# Learning SR-Based Representations

In this notebook, we train an agent navigating in a grid-like environment instantiated with a simple pattern. The agent can act with a particular goal in mind (defined by a location with a reward of +1), it can act uniformly in all directions, or a mixture between the two. While the agent acts in the world, it updates both its SR, `M(a, s, s')`, and the state-based reward vector `w(s)`. It also learns an online approximation of the `K` largest eigenvectors.

During the training, it is able to replay certain transitions according to its recorded experience, using either a Dyna or Prioritized Sweeping based approach.

The algorithm employed for SR updates is a variant on SARSA, meaning that updates are made online, using the actual subsequent action taken. However, for memory-based updates, the subsequent action in the Bellman equation is chosen according to the agent's policy. For `epsilon = 0` or for large values of `beta`, this is the offline Q-learning style approach.

In [None]:
import numpy as np
import numpy.random as npr
from gridworld import SimpleGrid
from algs import TDSR
import progressbar
from plotting import *

In [None]:
grid_size = 7
pattern="empty" # "empty" or "four_rooms"
env = SimpleGrid(grid_size, block_pattern=pattern, obs_mode="index")

In [None]:
# env episode params
episode_length = (2 * grid_size) ** 2
episodes = 10
goal_pos = [grid_size // 2, grid_size // 2]

# agent params
gamma = 0.9
lr = 5e-2 # learning rate across all incremental algs
poltype = 'egreedy' # "egreedy" or "softmax"
epsilon = 1 # for epsilon-greedy policies
beta = 20 # inverse temperature for softmax policies

# memory params
n_mem = 100 # number of retrieved memories per timestep
theta = 5e-1 # priority threshold for prioritized sweeping
memtype = "ps" # None or "dyna" or "ps"

In [None]:
# memory helper functions 

def memory_update(exp, agent, epsilon, beta):
    exp1 = exp.copy()
    if not exp[-1]:
        # change to "best" action in hindsight
        exp1[1] = agent.sample_action(exp[0], epsilon=epsilon, beta=beta)
    td_sr = agent.update_sr(exp, exp1)
    return td_sr

def exp_normalize(x):
    b = x.max()
    y = np.exp(x - b)
    return y / y.sum()

def get_dyna_indices(experiences, weights, nsamples):
    p = exp_normalize(np.array(weights))
    p /= p.sum()
    return npr.choice(len(experiences), nsamples, p=p, replace=True)

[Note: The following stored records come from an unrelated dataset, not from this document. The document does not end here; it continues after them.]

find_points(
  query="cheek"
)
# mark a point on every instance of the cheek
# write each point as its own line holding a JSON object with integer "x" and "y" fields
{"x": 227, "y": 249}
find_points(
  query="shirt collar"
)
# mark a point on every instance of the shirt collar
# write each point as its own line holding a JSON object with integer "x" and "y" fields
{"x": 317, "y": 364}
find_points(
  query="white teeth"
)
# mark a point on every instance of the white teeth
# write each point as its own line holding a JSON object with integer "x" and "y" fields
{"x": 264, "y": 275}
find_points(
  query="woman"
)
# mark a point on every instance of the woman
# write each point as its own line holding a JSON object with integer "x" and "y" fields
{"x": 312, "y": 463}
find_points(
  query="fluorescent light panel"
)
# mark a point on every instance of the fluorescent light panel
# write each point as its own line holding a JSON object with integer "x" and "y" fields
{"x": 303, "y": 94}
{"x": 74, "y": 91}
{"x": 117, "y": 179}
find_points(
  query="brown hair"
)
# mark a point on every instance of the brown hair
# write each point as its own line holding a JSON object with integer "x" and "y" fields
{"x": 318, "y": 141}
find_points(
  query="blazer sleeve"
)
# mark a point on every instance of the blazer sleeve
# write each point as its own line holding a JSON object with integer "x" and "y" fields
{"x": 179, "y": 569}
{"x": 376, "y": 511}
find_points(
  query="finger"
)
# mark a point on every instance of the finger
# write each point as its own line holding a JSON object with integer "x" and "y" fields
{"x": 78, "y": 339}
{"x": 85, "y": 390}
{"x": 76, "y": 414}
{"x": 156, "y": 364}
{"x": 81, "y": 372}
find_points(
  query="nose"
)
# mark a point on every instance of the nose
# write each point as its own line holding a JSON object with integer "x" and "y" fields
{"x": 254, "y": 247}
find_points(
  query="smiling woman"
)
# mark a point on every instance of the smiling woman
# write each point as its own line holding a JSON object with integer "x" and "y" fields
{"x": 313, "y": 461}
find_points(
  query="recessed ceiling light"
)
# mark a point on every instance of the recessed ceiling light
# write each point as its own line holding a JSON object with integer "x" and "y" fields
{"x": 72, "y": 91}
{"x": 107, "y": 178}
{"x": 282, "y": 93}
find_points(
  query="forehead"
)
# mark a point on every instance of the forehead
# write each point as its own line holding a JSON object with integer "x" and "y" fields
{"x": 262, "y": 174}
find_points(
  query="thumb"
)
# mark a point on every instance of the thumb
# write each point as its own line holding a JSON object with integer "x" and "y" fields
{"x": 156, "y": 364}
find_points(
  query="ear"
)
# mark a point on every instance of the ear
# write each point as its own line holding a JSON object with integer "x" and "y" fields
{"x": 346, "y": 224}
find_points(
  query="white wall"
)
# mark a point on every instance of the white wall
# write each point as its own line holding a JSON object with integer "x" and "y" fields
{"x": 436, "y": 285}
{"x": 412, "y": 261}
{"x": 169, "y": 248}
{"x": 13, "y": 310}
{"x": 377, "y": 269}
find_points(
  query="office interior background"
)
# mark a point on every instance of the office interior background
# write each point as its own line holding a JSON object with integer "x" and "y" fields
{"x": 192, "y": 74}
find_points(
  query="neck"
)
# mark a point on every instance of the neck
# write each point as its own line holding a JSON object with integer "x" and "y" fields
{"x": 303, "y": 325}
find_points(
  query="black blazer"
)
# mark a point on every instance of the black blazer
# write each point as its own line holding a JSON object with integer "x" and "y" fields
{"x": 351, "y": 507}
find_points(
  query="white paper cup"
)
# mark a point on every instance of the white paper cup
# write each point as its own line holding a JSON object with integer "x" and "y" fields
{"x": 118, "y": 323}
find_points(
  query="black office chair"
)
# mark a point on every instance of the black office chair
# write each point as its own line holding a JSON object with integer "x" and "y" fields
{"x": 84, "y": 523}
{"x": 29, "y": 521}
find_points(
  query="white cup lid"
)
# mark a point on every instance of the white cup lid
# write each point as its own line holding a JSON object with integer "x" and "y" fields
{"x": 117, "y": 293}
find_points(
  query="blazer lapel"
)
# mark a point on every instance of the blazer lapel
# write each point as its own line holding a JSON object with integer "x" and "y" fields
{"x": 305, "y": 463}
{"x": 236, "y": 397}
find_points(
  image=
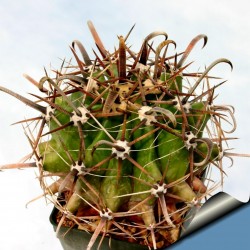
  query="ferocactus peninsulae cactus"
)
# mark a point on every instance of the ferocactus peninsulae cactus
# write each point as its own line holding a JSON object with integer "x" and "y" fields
{"x": 128, "y": 137}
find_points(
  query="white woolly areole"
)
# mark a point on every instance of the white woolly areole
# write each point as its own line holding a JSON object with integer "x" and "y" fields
{"x": 189, "y": 136}
{"x": 149, "y": 118}
{"x": 49, "y": 110}
{"x": 160, "y": 189}
{"x": 83, "y": 118}
{"x": 106, "y": 214}
{"x": 180, "y": 106}
{"x": 78, "y": 167}
{"x": 121, "y": 154}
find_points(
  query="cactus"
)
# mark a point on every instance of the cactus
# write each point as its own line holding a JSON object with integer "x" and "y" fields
{"x": 128, "y": 137}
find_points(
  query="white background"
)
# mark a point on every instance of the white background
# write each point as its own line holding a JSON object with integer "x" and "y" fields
{"x": 35, "y": 34}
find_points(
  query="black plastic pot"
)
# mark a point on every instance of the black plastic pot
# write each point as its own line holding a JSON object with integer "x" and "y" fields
{"x": 75, "y": 239}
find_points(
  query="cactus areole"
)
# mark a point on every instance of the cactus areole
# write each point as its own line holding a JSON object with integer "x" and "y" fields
{"x": 128, "y": 138}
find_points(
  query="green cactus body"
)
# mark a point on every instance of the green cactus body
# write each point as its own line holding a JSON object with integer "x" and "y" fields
{"x": 146, "y": 100}
{"x": 145, "y": 155}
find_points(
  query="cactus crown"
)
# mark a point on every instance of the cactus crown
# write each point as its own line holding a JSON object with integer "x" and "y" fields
{"x": 129, "y": 138}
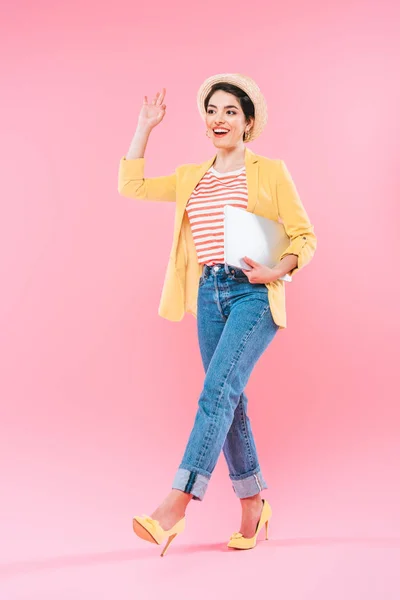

def get_predecessors(state, experiences):
    return [exp for exp in experiences if (exp[2] == state)]

def queue_append(exp, priority, queue):
    
    already_in_queue = False
    # if exp is already in queue with a lower priority, replace with higher priority
    for mem in queue:
        if ((mem["exp"] == exp) and (mem["priority"] < priority)):
            already_in_queue = True
            mem["priority"] = priority
    
    if not already_in_queue:
        queue.append({"exp": exp, "priority": priority})
        
    return queue

In [None]:
agent = TDSR(env.state_size, env.action_size, lr, gamma, poltype=poltype)
experiences = []
exp_weights = []
pqueue = []
errors = []

for i in progressbar.progressbar(range(episodes)):
    
    # start agent in a random position with the same goal
    env.reset(goal_pos=goal_pos)
    state = env.observation

    for j in range(episode_length):
        action = agent.sample_action(state, epsilon=epsilon, beta=beta)
        reward = env.step(action)
        state_next = env.observation
        done = env.done
        experiences.append([state, action, state_next, reward, done])        
        state = state_next
        
        if (j > 1):
            td_sr = agent.update_sr(experiences[-2], experiences[-1])
            errors.append(np.linalg.norm(td_sr))
            if (memtype == 'ps'):
                if (np.linalg.norm(td_sr) > theta):
                    pqueue = queue_append(experiences[-2], np.linalg.norm(td_sr), pqueue)
            td_w = agent.update_w(experiences[-1])
            grad = agent.update_eigs(experiences[-2])
                         
        if env.done:
            td_sr = agent.update_sr(experiences[-1], experiences[-1])
            errors.append(np.linalg.norm(td_sr))
            if (memtype == 'ps'):
                if (np.linalg.norm(td_sr) > theta):
                    pqueue = queue_append(experiences[-1], np.linalg.norm(td_sr), pqueue)
            grad = agent.update_eigs(experiences[-1])
            
        if (memtype == 'dyna'):
            exp_weights.append(len(experiences))
            mem_indices = get_dyna_indices(experiences, exp_weights, n_mem)
            mem = [experiences[t] for t in mem_indices]
            for exp in mem:
                td_sr = memory_update(exp, agent, epsilon, beta)
                grad = agent.update_eigs(exp)
            
        elif (memtype == 'ps'):
            for _ in range(n_mem):
                
                if not pqueue:
                    break
                    
                # get highest priority item and remove
                pqueue = sorted(pqueue, key = lambda item: item["priority"])
                exp = pqueue.pop()["exp"]
                
                td_sr = memory_update(exp, agent, epsilon, beta)                
                grad = agent.update_eigs(exp)
                
                for exp_pred in get_predecessors(exp[0], experiences):
                    td_sr = memory_update(exp_pred, agent, epsilon, beta)                    
                    grad = agent.update_eigs(exp_pred)
                    if (np.linalg.norm(td_sr) > theta):
                        pqueue = queue_append(exp_pred, np.linalg.norm(td_sr), pqueue)
                        
        if env.done:
            break

In [None]:
# for larger grid sizes, this plot might be too unwieldy
if grid_size <= 10:
    plot_place_fields(agent, env, epsilon=epsilon, beta=beta)

In [None]:
plt.imshow(agent.get_M_states(epsilon=epsilon, beta=beta).copy());

In [None]:
plot_grid_fields(agent, env, online=False, epsilon=epsilon, beta=beta)

In [None]:
plot_grid_fields(agent, env, online=True, epsilon=epsilon, beta=beta, nrows=8)